Canseco, who has admitted to using steroids and in his book pointed to other players he says used steroids, talked this week to the Mitchell investigation.
"Until someone like Jose is part of the investigation as an investigator, they aren't going to get much cooperation," Canseco's attorney, Rob Saunooke, told the New York Daily News. "Jose could meet face to face with some of the individuals, use his own friendship with them and knowledge of them and talk with them comfortably. If Jose sits down face to face with you and reminds you of all the good times, then he says, 'It's time for us to come clean with these things.' "
Without providing names, Saunooke told the paper that the former major league slugger added to what he had in the book "from a player participation level, but also managers, trainers, administrators, or people who would have known or been appraised of what was going on."

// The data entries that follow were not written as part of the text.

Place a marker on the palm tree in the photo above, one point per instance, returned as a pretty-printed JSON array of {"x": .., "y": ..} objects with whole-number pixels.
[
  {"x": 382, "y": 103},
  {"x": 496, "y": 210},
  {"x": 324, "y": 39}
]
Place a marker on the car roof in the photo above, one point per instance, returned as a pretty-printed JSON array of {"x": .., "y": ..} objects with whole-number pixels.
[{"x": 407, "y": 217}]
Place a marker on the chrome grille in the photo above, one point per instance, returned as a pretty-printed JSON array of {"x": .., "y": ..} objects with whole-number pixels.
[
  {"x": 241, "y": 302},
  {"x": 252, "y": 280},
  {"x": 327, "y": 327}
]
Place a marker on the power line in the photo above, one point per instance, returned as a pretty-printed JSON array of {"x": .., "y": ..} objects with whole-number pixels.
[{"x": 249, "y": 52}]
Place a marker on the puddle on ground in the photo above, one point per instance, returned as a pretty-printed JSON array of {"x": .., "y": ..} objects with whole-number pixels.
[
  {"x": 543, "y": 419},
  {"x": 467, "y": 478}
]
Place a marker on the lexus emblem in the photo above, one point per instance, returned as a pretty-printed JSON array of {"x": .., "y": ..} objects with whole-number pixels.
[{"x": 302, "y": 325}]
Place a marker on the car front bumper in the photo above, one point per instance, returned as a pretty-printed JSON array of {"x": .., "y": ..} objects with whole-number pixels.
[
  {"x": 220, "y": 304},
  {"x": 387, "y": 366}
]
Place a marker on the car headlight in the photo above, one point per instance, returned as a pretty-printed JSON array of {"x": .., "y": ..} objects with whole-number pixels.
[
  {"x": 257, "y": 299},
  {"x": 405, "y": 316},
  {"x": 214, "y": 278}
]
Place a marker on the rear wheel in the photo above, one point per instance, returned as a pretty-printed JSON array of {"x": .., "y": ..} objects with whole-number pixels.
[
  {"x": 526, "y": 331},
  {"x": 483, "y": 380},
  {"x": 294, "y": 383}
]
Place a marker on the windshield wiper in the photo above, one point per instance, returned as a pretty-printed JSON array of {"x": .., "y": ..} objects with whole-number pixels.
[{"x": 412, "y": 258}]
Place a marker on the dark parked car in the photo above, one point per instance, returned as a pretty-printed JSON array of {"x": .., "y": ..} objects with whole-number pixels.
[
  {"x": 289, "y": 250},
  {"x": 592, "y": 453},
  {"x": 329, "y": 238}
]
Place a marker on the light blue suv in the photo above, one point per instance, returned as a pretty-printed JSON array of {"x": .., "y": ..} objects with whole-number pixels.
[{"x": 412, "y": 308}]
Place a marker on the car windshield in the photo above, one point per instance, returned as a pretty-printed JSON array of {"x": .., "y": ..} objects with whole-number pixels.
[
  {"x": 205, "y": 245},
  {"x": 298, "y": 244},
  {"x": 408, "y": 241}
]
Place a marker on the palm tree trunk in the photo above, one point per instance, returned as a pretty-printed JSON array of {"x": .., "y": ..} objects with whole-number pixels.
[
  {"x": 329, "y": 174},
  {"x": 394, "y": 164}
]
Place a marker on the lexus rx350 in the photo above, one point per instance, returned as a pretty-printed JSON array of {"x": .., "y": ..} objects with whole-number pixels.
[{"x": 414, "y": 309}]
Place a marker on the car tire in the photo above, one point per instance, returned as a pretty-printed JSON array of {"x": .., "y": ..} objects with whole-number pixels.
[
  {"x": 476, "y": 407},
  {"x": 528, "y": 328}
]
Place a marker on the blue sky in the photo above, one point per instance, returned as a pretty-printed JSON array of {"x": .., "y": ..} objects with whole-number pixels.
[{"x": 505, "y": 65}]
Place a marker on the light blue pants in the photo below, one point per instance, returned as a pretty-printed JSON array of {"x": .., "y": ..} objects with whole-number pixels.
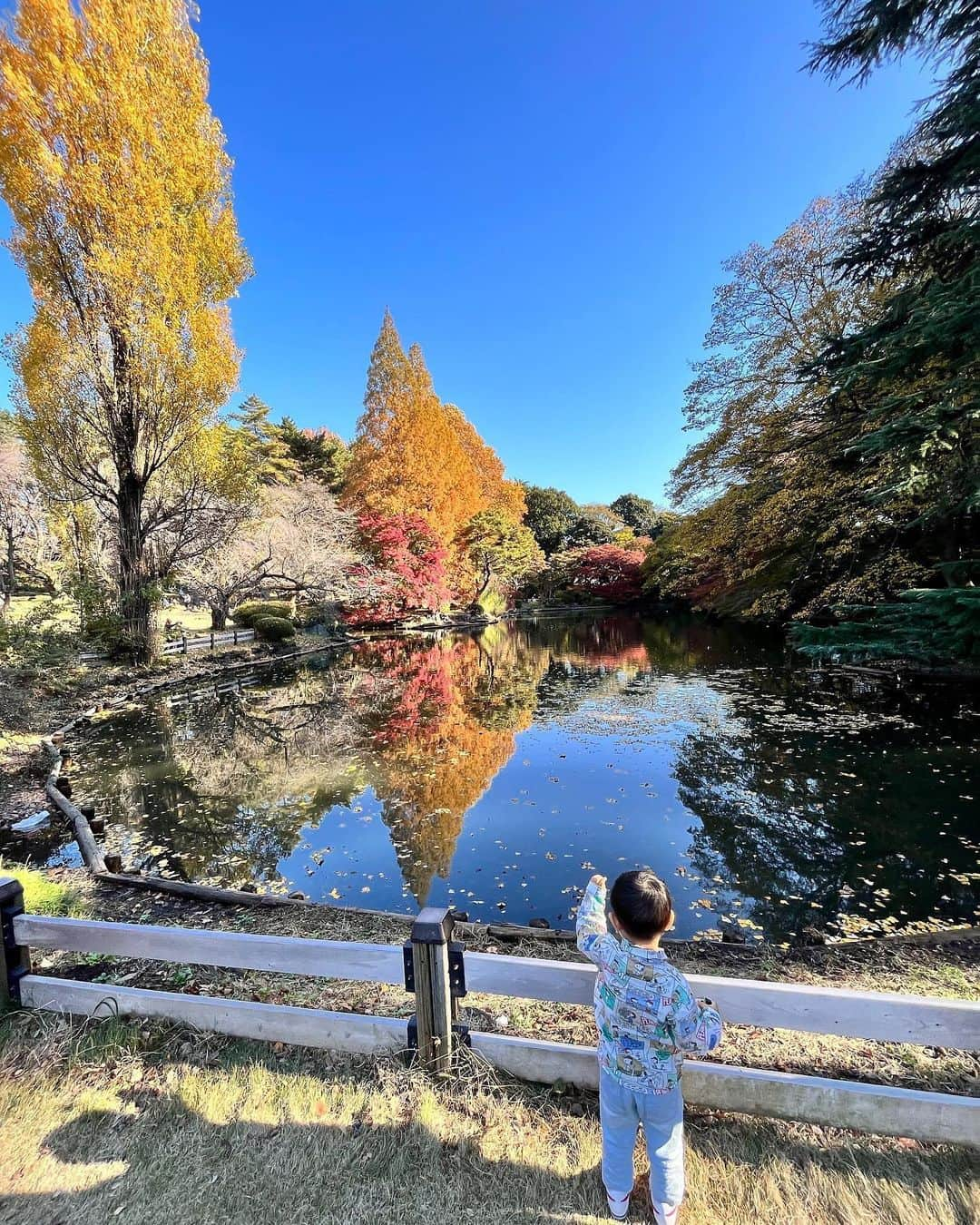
[{"x": 622, "y": 1112}]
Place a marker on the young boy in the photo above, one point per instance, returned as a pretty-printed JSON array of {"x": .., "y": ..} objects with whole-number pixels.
[{"x": 647, "y": 1019}]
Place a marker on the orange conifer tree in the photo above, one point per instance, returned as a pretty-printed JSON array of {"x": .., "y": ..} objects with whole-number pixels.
[{"x": 416, "y": 456}]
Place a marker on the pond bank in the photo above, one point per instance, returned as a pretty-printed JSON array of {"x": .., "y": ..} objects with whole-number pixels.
[
  {"x": 947, "y": 970},
  {"x": 144, "y": 1122}
]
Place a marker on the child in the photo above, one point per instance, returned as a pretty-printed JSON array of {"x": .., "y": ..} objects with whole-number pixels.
[{"x": 647, "y": 1019}]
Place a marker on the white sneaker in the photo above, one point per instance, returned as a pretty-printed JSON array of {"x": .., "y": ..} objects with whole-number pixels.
[{"x": 619, "y": 1206}]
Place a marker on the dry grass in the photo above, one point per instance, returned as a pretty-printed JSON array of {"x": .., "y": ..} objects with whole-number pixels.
[
  {"x": 945, "y": 970},
  {"x": 107, "y": 1121}
]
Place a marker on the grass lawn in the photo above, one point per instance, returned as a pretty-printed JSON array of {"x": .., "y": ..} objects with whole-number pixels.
[
  {"x": 143, "y": 1122},
  {"x": 114, "y": 1121}
]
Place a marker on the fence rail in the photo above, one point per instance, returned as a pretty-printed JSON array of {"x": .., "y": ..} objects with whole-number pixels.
[
  {"x": 207, "y": 641},
  {"x": 879, "y": 1015},
  {"x": 440, "y": 974}
]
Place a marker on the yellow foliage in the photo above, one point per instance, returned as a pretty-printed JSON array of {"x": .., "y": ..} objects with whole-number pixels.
[
  {"x": 414, "y": 455},
  {"x": 115, "y": 174}
]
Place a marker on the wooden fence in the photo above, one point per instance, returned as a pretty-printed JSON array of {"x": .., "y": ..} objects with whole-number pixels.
[
  {"x": 440, "y": 974},
  {"x": 207, "y": 641}
]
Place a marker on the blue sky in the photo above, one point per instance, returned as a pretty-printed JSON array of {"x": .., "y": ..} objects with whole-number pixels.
[{"x": 542, "y": 191}]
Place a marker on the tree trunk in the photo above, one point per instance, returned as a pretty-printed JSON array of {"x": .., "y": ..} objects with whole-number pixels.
[
  {"x": 10, "y": 587},
  {"x": 135, "y": 603}
]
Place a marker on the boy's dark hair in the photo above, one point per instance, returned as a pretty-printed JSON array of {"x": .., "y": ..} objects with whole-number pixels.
[{"x": 641, "y": 902}]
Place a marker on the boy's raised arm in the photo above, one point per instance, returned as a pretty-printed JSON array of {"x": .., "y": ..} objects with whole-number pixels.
[
  {"x": 697, "y": 1026},
  {"x": 592, "y": 934}
]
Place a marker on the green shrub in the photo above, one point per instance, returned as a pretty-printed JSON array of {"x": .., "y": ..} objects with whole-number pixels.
[
  {"x": 41, "y": 896},
  {"x": 247, "y": 614},
  {"x": 273, "y": 629}
]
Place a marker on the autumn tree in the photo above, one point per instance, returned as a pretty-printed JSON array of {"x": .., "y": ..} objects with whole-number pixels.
[
  {"x": 591, "y": 527},
  {"x": 501, "y": 552},
  {"x": 299, "y": 544},
  {"x": 407, "y": 458},
  {"x": 318, "y": 454},
  {"x": 606, "y": 573},
  {"x": 407, "y": 571},
  {"x": 269, "y": 454},
  {"x": 27, "y": 543},
  {"x": 414, "y": 456},
  {"x": 780, "y": 514},
  {"x": 639, "y": 514},
  {"x": 115, "y": 174},
  {"x": 912, "y": 371}
]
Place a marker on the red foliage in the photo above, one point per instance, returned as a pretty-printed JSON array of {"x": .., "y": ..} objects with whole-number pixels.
[
  {"x": 609, "y": 573},
  {"x": 410, "y": 574}
]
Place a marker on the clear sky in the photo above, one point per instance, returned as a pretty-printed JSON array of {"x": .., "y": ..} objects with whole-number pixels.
[{"x": 542, "y": 191}]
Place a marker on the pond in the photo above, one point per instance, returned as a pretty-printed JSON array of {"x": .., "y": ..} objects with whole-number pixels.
[{"x": 496, "y": 770}]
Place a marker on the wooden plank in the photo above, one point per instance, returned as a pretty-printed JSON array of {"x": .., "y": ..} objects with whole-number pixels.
[
  {"x": 240, "y": 1018},
  {"x": 885, "y": 1110},
  {"x": 91, "y": 850},
  {"x": 879, "y": 1015},
  {"x": 430, "y": 963},
  {"x": 282, "y": 955}
]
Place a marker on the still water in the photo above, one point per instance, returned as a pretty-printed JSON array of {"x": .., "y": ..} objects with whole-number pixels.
[{"x": 496, "y": 770}]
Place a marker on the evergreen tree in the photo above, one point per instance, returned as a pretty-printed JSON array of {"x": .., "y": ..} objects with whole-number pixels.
[
  {"x": 267, "y": 447},
  {"x": 639, "y": 514},
  {"x": 550, "y": 514},
  {"x": 318, "y": 454},
  {"x": 914, "y": 370}
]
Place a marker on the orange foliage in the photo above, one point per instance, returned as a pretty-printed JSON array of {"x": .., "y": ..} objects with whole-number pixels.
[
  {"x": 435, "y": 756},
  {"x": 416, "y": 456}
]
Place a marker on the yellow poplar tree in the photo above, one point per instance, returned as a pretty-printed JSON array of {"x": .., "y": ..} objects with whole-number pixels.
[{"x": 115, "y": 173}]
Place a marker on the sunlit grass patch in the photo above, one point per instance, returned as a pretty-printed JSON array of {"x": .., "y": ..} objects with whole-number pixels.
[
  {"x": 151, "y": 1122},
  {"x": 43, "y": 896}
]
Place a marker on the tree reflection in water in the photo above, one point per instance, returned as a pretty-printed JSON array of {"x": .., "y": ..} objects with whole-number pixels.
[{"x": 550, "y": 742}]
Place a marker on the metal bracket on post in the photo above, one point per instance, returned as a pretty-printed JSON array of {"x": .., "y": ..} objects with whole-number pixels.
[
  {"x": 434, "y": 972},
  {"x": 16, "y": 962}
]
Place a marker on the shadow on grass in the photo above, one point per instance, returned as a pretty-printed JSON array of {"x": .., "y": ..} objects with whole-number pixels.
[{"x": 181, "y": 1164}]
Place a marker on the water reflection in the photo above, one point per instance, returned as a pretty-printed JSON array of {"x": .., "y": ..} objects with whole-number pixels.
[{"x": 494, "y": 769}]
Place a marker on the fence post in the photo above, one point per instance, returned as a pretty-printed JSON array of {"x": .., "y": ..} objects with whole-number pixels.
[
  {"x": 434, "y": 970},
  {"x": 16, "y": 957}
]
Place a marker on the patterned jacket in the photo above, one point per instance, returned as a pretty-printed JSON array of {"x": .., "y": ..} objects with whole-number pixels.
[{"x": 644, "y": 1011}]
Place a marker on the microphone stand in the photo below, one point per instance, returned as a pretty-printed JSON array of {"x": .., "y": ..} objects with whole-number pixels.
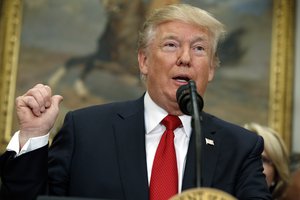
[{"x": 196, "y": 125}]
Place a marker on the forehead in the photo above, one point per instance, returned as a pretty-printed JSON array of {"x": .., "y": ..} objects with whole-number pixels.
[{"x": 179, "y": 29}]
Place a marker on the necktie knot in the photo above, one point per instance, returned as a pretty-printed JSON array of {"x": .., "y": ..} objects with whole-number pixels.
[{"x": 171, "y": 122}]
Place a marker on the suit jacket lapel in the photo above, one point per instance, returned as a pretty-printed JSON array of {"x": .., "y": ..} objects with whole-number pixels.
[
  {"x": 130, "y": 139},
  {"x": 209, "y": 155}
]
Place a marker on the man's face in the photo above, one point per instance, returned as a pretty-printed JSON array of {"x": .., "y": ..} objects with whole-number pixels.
[{"x": 179, "y": 52}]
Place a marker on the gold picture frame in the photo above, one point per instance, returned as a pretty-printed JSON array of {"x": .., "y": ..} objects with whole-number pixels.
[{"x": 281, "y": 67}]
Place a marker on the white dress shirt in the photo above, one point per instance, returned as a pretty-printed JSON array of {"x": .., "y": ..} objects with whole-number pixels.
[{"x": 154, "y": 130}]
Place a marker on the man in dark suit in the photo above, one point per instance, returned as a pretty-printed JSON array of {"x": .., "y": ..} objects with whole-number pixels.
[{"x": 108, "y": 151}]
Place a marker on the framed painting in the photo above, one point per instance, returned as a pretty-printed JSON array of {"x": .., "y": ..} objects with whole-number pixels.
[{"x": 85, "y": 50}]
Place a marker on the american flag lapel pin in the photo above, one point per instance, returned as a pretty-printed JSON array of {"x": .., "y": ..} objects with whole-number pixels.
[{"x": 209, "y": 142}]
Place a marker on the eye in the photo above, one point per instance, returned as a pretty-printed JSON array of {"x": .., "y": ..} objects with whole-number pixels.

Last year, Canseco attracted the attention of Congress with an autobiography, "Juiced," that accused several top players, including Rafael Palmeiro, of steroid use. George Mitchell, the former Senate majority leader, was appointed this year in March by commissioner Bud Selig to head the league's investigation into steroids in the sport.
Canseco's desire to help baseball investigate is unlikely to be met. "The only members of the investigative team are Senator Mitchell and the lawyers assisting him at DLA Piper, and no requests have been made that anyone else currently or formerly associated with baseball investigate on his behalf," Charles Scheeler, one of two lawyers who interviewed Canseco and Saunooke, told the Daily News.
Saunooke also told the Daily News that Canseco was asked about his relationship with convicted steroid dealer Curt Wenzlaff and denied ever receiving steroids from him.
"Jose got all his [steroids] from prescriptions," Saunooke said. "He told them he remembered seeing [Wenzlaff] in the gym, saw him hanging around with Mark McGwire all the time. He knew him from Reggie [Jackson, who let Wenzlaff stay in his Oakland home for a period in the 1980s], and from Mark."
Canseco, a former MVP, recently called baseball the "mafia" and said the sport played favorites with its drug tests. An MLB spokesman called the allegations "complete nonsense" and Selig took -- by his own admission -- a "sarcastic" tone in dismissing Canseco's claims.